The procedure was uncomplicated, without any acute, device-related adverse events during LV support. The Impella was used for a mean time of 9.3 hours (range 2 to 24 hours) and was removed immediately after the intervention in all but one patient. The device did not induce or increase aortic valve regurgitation. Two pts needed pharmacologic inotropic support during the procedure. Mean blood pressure increased in all 3 pts without pulmonary wedge pressure reduction, presumably due to a combination of pump function and PCI-induced ischemia. The mean drop in hemoglobin levels was 1.7 g/dl. The mean increase in creatinine levels due to contrast was 1 mg/dl.

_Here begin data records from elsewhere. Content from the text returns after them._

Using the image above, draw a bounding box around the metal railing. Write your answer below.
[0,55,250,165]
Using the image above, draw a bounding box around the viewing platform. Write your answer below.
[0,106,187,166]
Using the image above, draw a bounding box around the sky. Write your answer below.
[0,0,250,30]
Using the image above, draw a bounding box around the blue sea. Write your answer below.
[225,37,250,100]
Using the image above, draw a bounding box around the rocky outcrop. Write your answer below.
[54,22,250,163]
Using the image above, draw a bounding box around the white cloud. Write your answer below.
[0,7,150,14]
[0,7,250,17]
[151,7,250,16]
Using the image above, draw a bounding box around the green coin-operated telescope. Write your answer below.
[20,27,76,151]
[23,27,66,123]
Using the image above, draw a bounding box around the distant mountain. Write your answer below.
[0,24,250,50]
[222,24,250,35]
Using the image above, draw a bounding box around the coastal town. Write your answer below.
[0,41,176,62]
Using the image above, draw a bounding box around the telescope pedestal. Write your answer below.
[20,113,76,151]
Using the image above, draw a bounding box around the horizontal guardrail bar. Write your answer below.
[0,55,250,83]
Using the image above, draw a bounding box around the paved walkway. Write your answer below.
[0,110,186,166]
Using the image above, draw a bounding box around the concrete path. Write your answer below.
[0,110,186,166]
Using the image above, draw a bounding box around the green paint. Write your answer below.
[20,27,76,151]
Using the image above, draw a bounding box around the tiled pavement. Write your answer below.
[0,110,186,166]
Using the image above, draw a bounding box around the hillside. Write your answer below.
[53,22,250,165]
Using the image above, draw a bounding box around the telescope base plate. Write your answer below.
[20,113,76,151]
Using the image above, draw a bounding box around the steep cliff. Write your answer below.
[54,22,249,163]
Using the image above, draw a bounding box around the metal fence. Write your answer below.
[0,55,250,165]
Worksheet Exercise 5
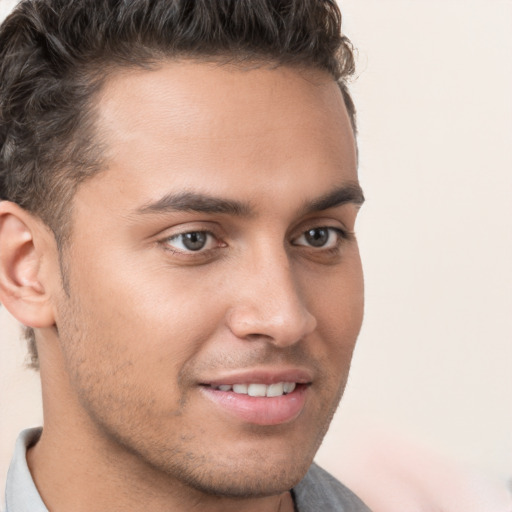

NT-proBNP showed a variable response. Two pts remained stable at follow up and one expired one month later due to worsening heart failure.

CONCLUSIONS

The growing heart failure population and the benefit of revascularization in patients with severe LV dysfunction have led to an increase in the number of mechanically assisted percutaneous coronary interventions. Circulatory support with the Impella LP 2.5 pump during high risk PCI is feasible, but larger studies are required to demonstrate its efficacy in these severely compromised and vulnerable patients.